OHAL'de ''Demokrasiyi'' Konuşmak

İzmir Düşünce Topluluğu'nun düzenlediği Ohal'de Demokrasiyi Konuşmak Paneli dün akşam saatlerinde Kültürpark İzmir Sanat Merkezi'nde  gerçekleşti.

İzmir Düşünce Topluluğu’nun düzenlediği Ohal’de Demokrasiyi Konuşmak Paneli dün akşam saatlerinde Kültürpark İzmir Sanat Merkezi’nde  gerçekleşti. Konuşmacılar Prof. Dr. Nilgün Toker Kılınç, Prof. Dr. Ayşen Uysal ve Yard. Doç. Dr. Serdar Tekin  iken moderatörlüğü Muzaffer Ayhan Kara yaptı. İlk oturumda panel; ikinci oturumda ise forum şeklinde katılımcıların soru cevaplarıyla devam etti.  Üç saat süren etkinliğe katılım yoğundu.

Prof. Dr. Nilgün Toker Kılınç söze ilk başlayan konuşmacı oldu. Felsefe bölüm başkanı olduğu Ege Üniversitesi’nde Barış Bildirisine imza attığı için KHK ile ihraç edilen akademisyenlerinden biri olduğunu hatırlatan Kılınç, Türk Tabibler Birliği’nin (TTB) yaptığı açıklamanın meslek etiğinin gereği olarak hekimlik yeminine sadık olan herkesin yapacağını ifade etti. Türkiye’deki OHAL sürecinin hukuki boyutu hakkında bilgi verirken, muhalifin düşüncenin sokakta linç edindiğine değindi. Kılınç: ‘Kötünün ne olduğu konusunda anlaşmazsak, iyinin ne olduğu konusunda anlaşamayız. Bugün salondan kötünün ne olduğunu bilerek ayrılalım’ diyerek sözlerini tamamladı.

Tekin: ‘o hal, bu hal değil. OHAL hukuk rejimidir. '
Kılınç’tan sonra söz alan Yard. Doç. Dr. Serdar Tekin, aynı bölümde çalıştığını ifade ettiği iş arkadaşıyla kendisinin de aynı kaderi yaşadığını belirterek sözlerine başladı.
Tekin: ‘o hal, bu hal değil. OHAL hukuk rejimidir. Modern devletlerde OHAL yürütmeyi sınırlandırır, kural ve kurumları esnetir. Geçici bir durumdur.  Anayasal anlamda yurttaşların özgürlükleri kısıtlayabilir. Neyin yapılabilir neyin yapılamaz olduğu belirlenir ve hukuki bir öngörülebilirlik olması gerekir bugün bu durum kalkmıştır. İktidarı denetleyecek bir mekanizma kalmamıştır. Neyin hak, neyin ceza olduğu belirsizleşmiştir. ‘ diyerek ara rejimde olduğumuzu; Türkiye’nin benzer bir süreci 1960 ve 1980 darbesiyle yaşadığını ancak o zamanlarda yeni bir anayasa hazırlık sürecine girildiğini sözlerine ekledi.

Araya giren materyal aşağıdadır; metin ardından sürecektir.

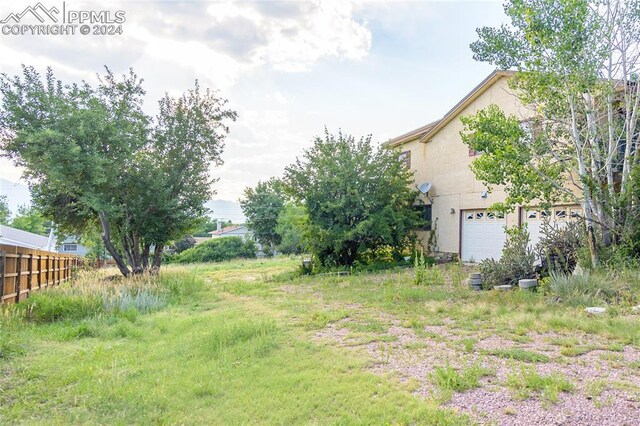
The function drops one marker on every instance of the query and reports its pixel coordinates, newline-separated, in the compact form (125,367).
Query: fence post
(30,277)
(3,258)
(18,281)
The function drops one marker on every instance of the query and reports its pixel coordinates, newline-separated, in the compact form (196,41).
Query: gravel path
(606,382)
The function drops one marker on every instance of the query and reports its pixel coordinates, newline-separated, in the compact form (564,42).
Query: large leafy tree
(359,198)
(262,206)
(95,160)
(577,65)
(292,228)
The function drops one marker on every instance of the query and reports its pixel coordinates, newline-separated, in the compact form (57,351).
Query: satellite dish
(425,187)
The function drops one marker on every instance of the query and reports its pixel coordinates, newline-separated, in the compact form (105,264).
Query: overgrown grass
(212,358)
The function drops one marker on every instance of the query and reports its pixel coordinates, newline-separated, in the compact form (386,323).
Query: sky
(289,69)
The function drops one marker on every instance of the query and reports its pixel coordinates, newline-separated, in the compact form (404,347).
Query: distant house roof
(227,229)
(18,237)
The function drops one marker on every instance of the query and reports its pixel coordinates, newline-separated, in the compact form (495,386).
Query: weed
(449,380)
(320,319)
(574,350)
(519,355)
(528,380)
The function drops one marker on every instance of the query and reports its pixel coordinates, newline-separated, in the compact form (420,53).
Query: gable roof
(427,132)
(227,229)
(413,134)
(18,237)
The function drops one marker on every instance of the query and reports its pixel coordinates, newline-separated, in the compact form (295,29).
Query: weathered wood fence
(24,270)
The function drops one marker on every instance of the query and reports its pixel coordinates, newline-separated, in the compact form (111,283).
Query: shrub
(558,246)
(218,250)
(589,289)
(516,263)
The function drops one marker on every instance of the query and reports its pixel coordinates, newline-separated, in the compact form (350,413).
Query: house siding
(444,161)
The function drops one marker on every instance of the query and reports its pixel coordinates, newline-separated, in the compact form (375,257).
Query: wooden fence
(24,270)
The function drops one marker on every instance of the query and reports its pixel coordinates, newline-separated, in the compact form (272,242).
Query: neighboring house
(17,237)
(70,245)
(231,231)
(456,204)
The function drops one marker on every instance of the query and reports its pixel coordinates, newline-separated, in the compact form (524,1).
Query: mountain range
(18,194)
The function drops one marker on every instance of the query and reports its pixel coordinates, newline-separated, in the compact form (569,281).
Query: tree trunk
(106,238)
(157,258)
(145,256)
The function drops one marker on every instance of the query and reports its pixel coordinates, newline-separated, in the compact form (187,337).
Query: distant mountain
(17,194)
(224,209)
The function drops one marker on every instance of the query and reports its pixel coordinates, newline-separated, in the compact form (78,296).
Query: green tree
(358,198)
(5,213)
(31,220)
(292,228)
(262,206)
(94,159)
(577,71)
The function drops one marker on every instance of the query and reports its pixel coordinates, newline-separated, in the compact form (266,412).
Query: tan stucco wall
(444,161)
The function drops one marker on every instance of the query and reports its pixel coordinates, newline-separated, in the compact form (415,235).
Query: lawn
(248,343)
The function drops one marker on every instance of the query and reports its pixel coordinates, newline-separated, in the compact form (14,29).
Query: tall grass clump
(425,272)
(93,294)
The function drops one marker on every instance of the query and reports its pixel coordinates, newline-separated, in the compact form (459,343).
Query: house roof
(413,134)
(18,237)
(227,229)
(425,133)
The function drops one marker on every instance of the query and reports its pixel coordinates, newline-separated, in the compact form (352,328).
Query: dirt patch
(606,386)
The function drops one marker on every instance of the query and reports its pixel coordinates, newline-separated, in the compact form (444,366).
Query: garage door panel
(483,235)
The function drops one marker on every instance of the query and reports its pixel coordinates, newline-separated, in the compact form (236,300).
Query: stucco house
(71,245)
(18,237)
(456,203)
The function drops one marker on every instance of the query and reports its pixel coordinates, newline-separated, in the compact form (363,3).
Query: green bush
(50,306)
(589,289)
(217,250)
(559,245)
(425,272)
(516,263)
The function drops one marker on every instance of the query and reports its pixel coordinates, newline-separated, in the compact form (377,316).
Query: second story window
(405,157)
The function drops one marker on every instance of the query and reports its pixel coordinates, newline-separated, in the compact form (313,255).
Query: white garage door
(556,216)
(483,235)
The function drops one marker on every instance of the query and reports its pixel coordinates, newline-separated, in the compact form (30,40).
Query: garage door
(483,235)
(556,216)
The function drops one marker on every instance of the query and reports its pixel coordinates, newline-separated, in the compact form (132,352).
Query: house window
(405,157)
(426,216)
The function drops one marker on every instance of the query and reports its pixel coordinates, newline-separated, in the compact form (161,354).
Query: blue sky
(288,68)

'Sanat üretmek tepki koymaktır.'
Son konuşmacı olan Prof. Dr. Ayşen Uysal kendisinin KHK ile ihraç edilmediğini açığa alındığını söyleyerek kendisine en çok insanlar neden isyan etmiyor, sokağa çıkmıyor sorularını yanıtlamak istediğini belirtti. Günümüzde örgüt ve örgütlenme kavramlarının olumsuzu çağrıştırdığı için insanların uzak durduğunu ancak kimsenin tek başına bir şey yapamayacağını vurguladı. Sık olarak repertuar kavramını kullandığını, onun ise üçe ayrıldığını; birincisinin nicelik yani sayısal çoğunluk, ikincisinin uzmanlık bilgisinin kullanımının, üçüncüsünün ise medyaya seslenmek şeklinde olduğunu anlattı. Tepki göstermenin sadece sokağa çıkarak eylem yapmak olmadığını İran ve Arjantin ülke örnekleri üzerinden verdi. Bu dönemde insanların nötr alanlara yani sanata yönelerek kendilerini ifade edip, seslerini duyurma çabasında içinde olduğunu sunumuna ekledi.